3.15. Statistical Analysis
The results of the three independent experiments were presented as the mean ± standard error of the mean (SEM). Data were managed and analyzed using GraphPad Prism. ANOVA was used to examine the data, and P < 0.05 and P < 0.01 were considered statistically significant. A post hoc least significant difference (LSD) analysis was then performed.
4. Results
4.1. Characterization of Nano-Quercetin
The formulation of QU-SLN is provided in Appendix 4 in Supplementary File. Based on dynamic light scattering (DLS) measurements, the average nanoparticle size was found to be 154 ± 22.5 nm (Appendix 1 in Supplementary File). The long-term stability of the nanoparticles was ensured by their negative zeta potential of approximately -27.7 mV, which prevents aggregation (Appendix 2 in Supplementary File). The Polydispersity Index (PDI) of N-QCT was 0.50 ± 0.04, indicating that the nanoparticles in the sample were uniformly distributed.

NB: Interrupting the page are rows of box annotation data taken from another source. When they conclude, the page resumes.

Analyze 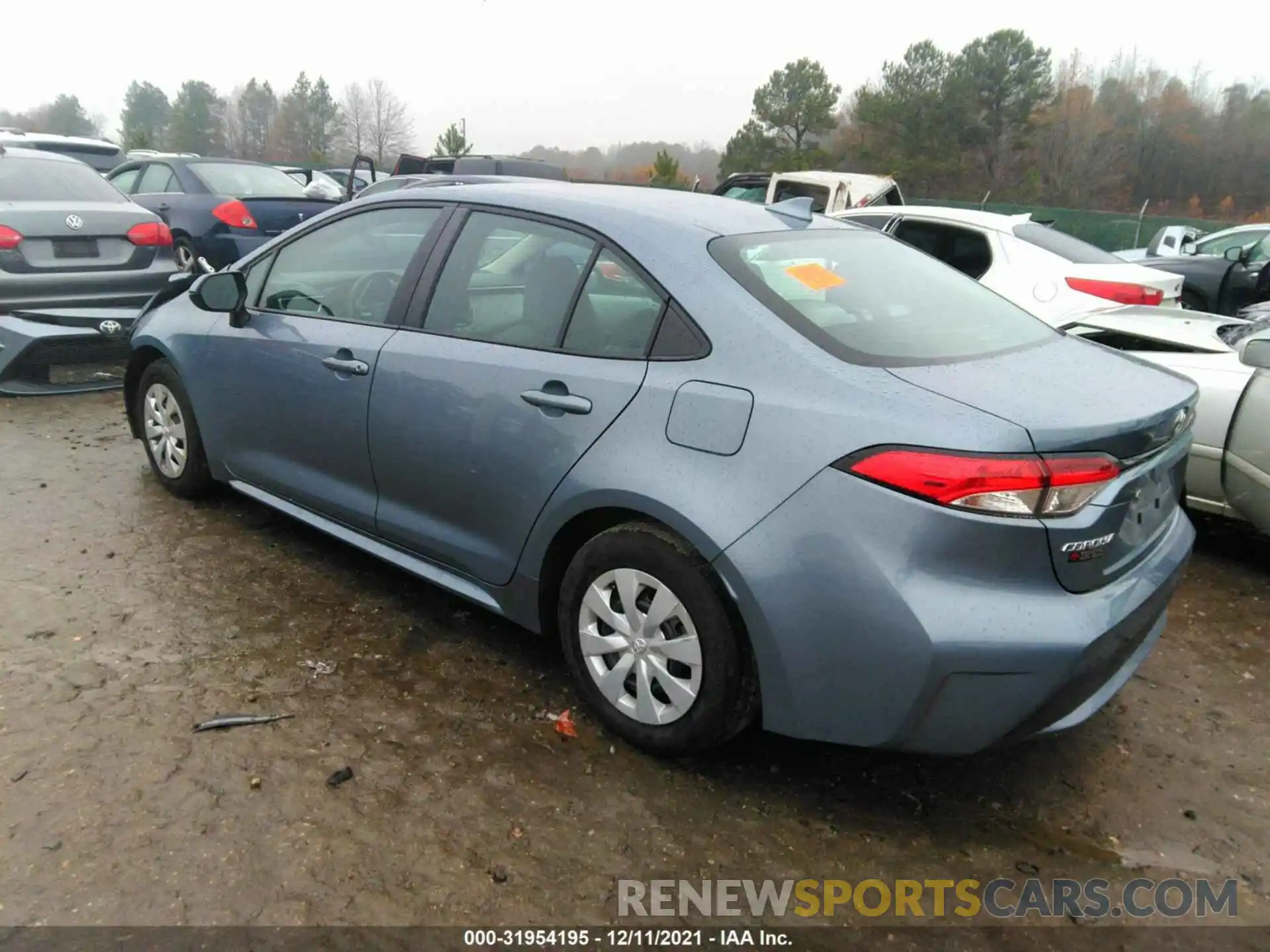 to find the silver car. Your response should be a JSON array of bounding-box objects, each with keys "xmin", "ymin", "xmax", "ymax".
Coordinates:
[{"xmin": 1067, "ymin": 307, "xmax": 1270, "ymax": 532}]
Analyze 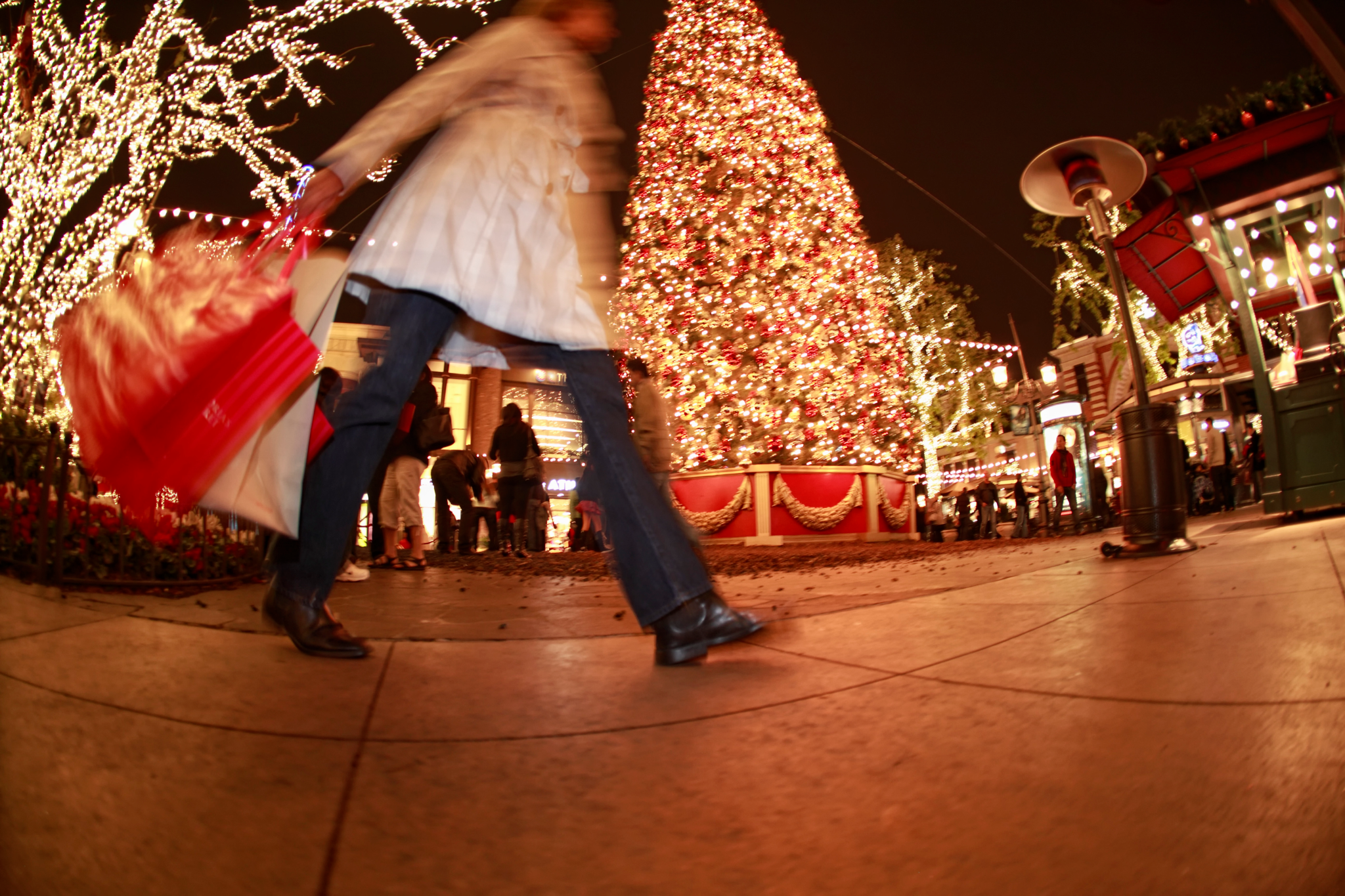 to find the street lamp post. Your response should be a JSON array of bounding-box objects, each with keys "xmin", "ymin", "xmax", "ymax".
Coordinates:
[{"xmin": 1018, "ymin": 137, "xmax": 1196, "ymax": 556}]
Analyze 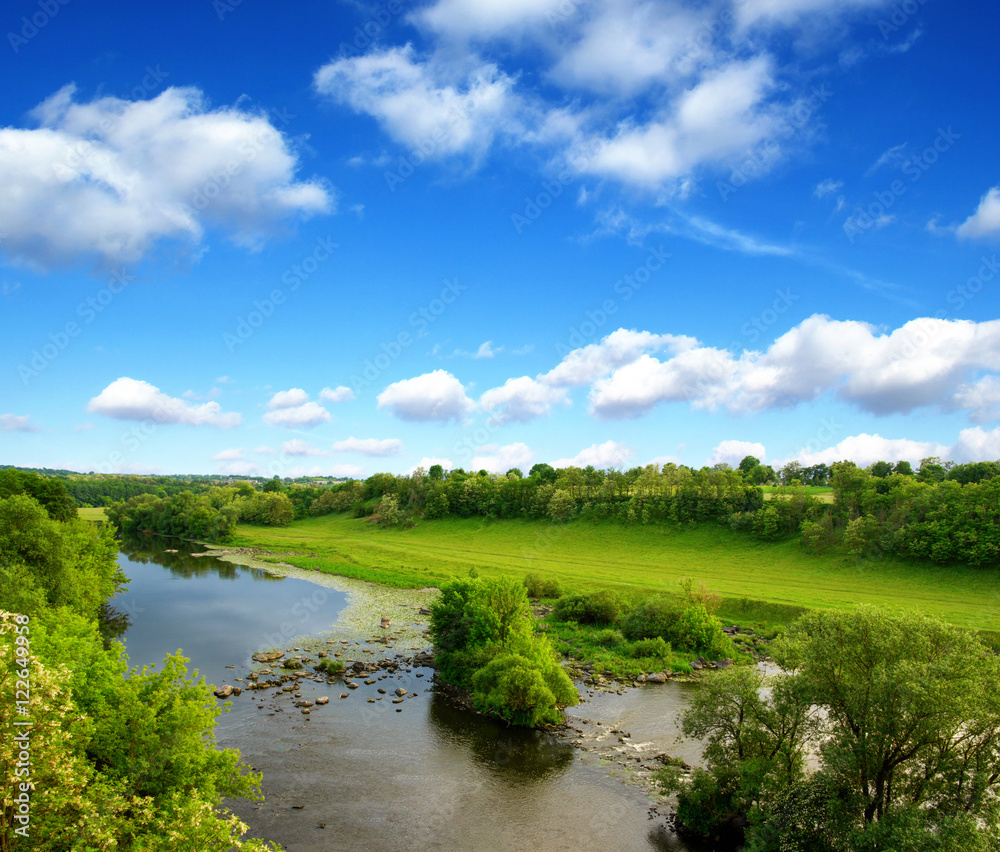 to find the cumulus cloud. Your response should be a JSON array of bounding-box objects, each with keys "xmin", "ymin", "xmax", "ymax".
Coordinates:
[
  {"xmin": 0, "ymin": 414, "xmax": 41, "ymax": 432},
  {"xmin": 212, "ymin": 447, "xmax": 246, "ymax": 461},
  {"xmin": 378, "ymin": 370, "xmax": 476, "ymax": 422},
  {"xmin": 955, "ymin": 186, "xmax": 1000, "ymax": 239},
  {"xmin": 775, "ymin": 432, "xmax": 952, "ymax": 467},
  {"xmin": 267, "ymin": 388, "xmax": 309, "ymax": 411},
  {"xmin": 319, "ymin": 385, "xmax": 355, "ymax": 402},
  {"xmin": 469, "ymin": 443, "xmax": 535, "ymax": 473},
  {"xmin": 313, "ymin": 44, "xmax": 517, "ymax": 157},
  {"xmin": 552, "ymin": 441, "xmax": 634, "ymax": 469},
  {"xmin": 407, "ymin": 456, "xmax": 454, "ymax": 473},
  {"xmin": 281, "ymin": 438, "xmax": 330, "ymax": 456},
  {"xmin": 590, "ymin": 314, "xmax": 1000, "ymax": 418},
  {"xmin": 479, "ymin": 376, "xmax": 569, "ymax": 423},
  {"xmin": 263, "ymin": 402, "xmax": 331, "ymax": 429},
  {"xmin": 708, "ymin": 441, "xmax": 767, "ymax": 467},
  {"xmin": 333, "ymin": 436, "xmax": 403, "ymax": 456},
  {"xmin": 87, "ymin": 376, "xmax": 242, "ymax": 429},
  {"xmin": 0, "ymin": 85, "xmax": 333, "ymax": 268}
]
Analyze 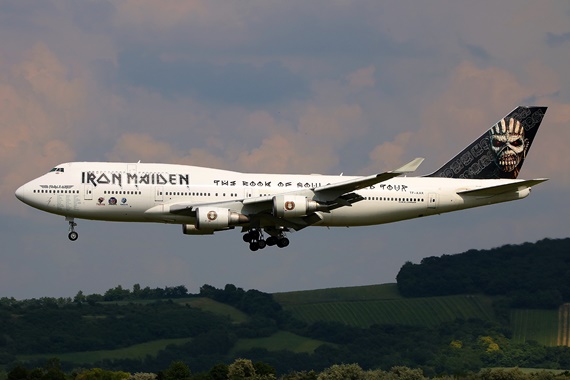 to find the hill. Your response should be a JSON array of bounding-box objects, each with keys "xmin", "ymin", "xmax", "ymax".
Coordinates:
[
  {"xmin": 274, "ymin": 284, "xmax": 495, "ymax": 328},
  {"xmin": 0, "ymin": 240, "xmax": 570, "ymax": 374},
  {"xmin": 396, "ymin": 238, "xmax": 570, "ymax": 309}
]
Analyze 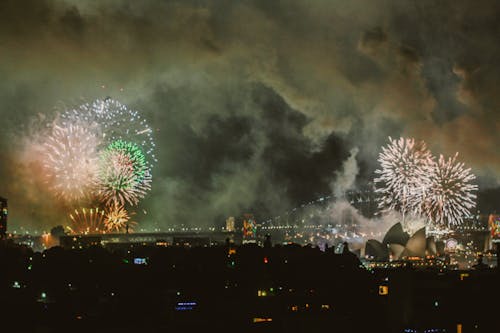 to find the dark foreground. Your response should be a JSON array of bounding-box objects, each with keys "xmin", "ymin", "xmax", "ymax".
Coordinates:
[{"xmin": 0, "ymin": 242, "xmax": 500, "ymax": 333}]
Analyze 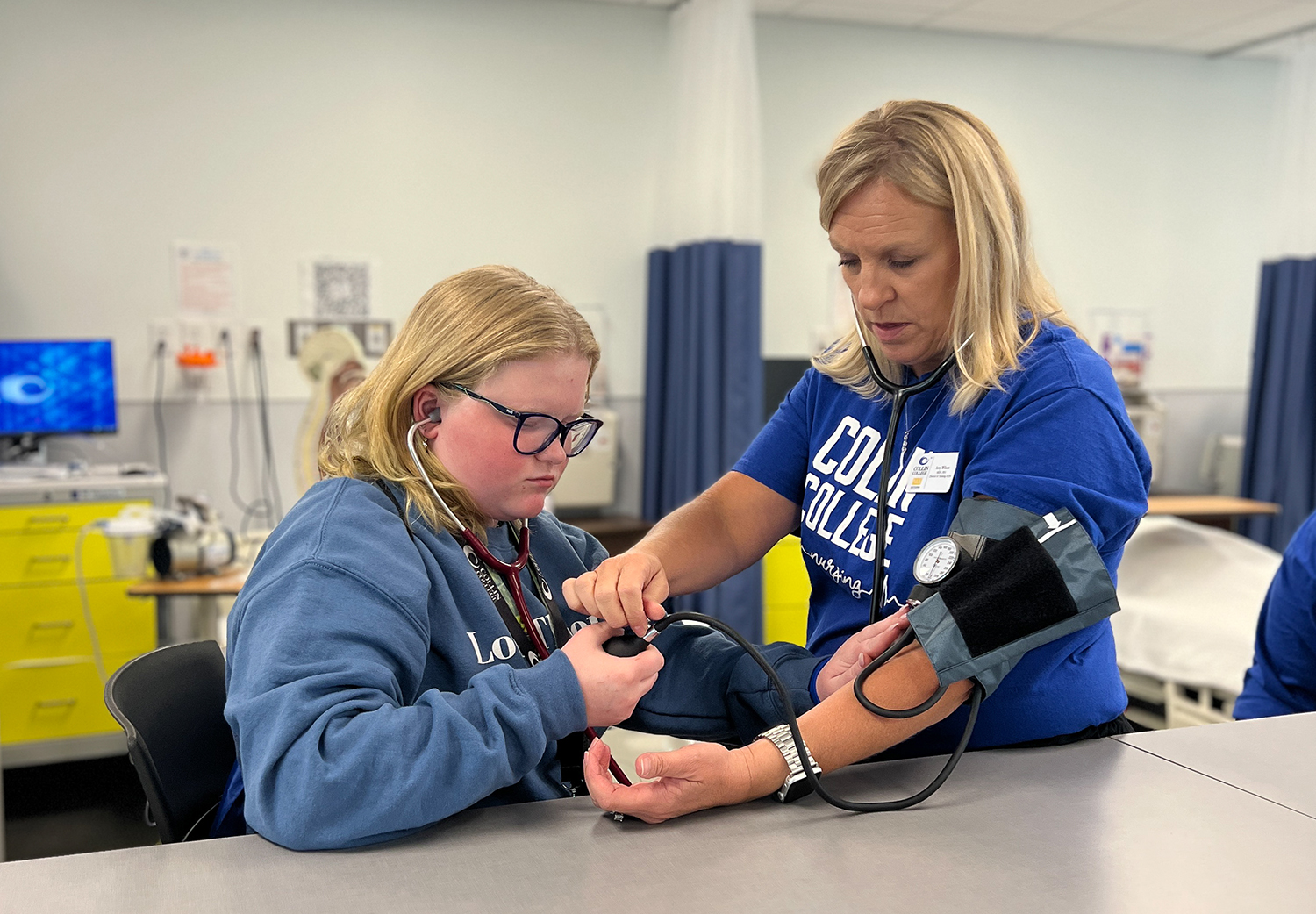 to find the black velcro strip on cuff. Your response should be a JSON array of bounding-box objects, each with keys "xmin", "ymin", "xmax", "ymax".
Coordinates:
[{"xmin": 941, "ymin": 527, "xmax": 1078, "ymax": 658}]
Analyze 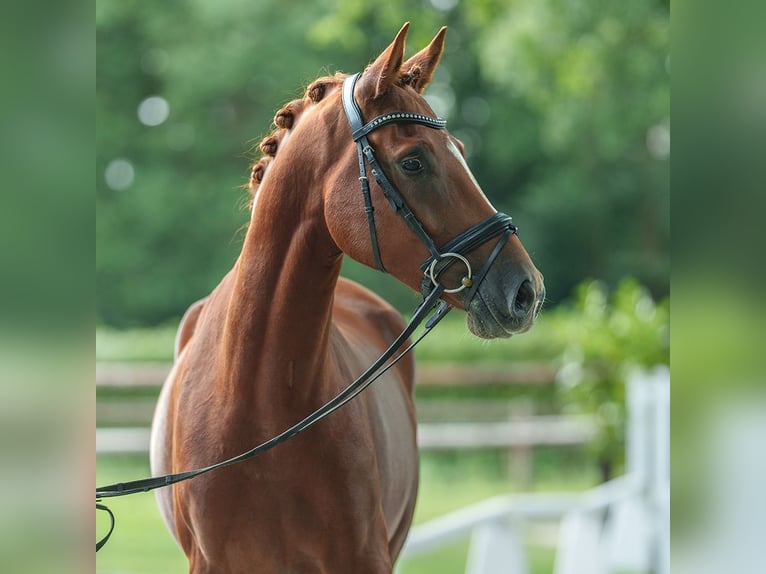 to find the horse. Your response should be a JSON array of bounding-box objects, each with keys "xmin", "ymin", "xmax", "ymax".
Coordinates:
[{"xmin": 150, "ymin": 24, "xmax": 544, "ymax": 574}]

4.2. Transmission Electron Microscopy Image
Figure 1A shows spherical nanoparticles with smooth surfaces, as observed in the TEM images. Notably, the average particle size was below the estimated 156 nm. This powerful imaging technique allowed for a detailed examination of the structure and properties of N-QCT particles at the nanoscale level.
A, a micrograph of nano-quercetin (N-QCT) produced by TEM; B, cumulative percentage of N-QCT released in the assay.
4.3. FTIR Analysis
The FTIR test results are shown in Appendix 3 in Supplementary File. These results reveal that QCT has characteristic peaks at O-H stretching (3850 - 3200 cm-1), C = O stretching (1633 cm-1), C-C stretching (1659 cm-1), and C-H stretching (1663, 1379 cm-1). Additional peaks include C-O stretching in the ring structure (1263 cm-1) and C-O stretching in the ring structure (1109 - 1056 cm-1). The absence of any shifts in the functional group peaks of N-QCT confirms its proper structure in conjunction with the other compounds used in the preparation.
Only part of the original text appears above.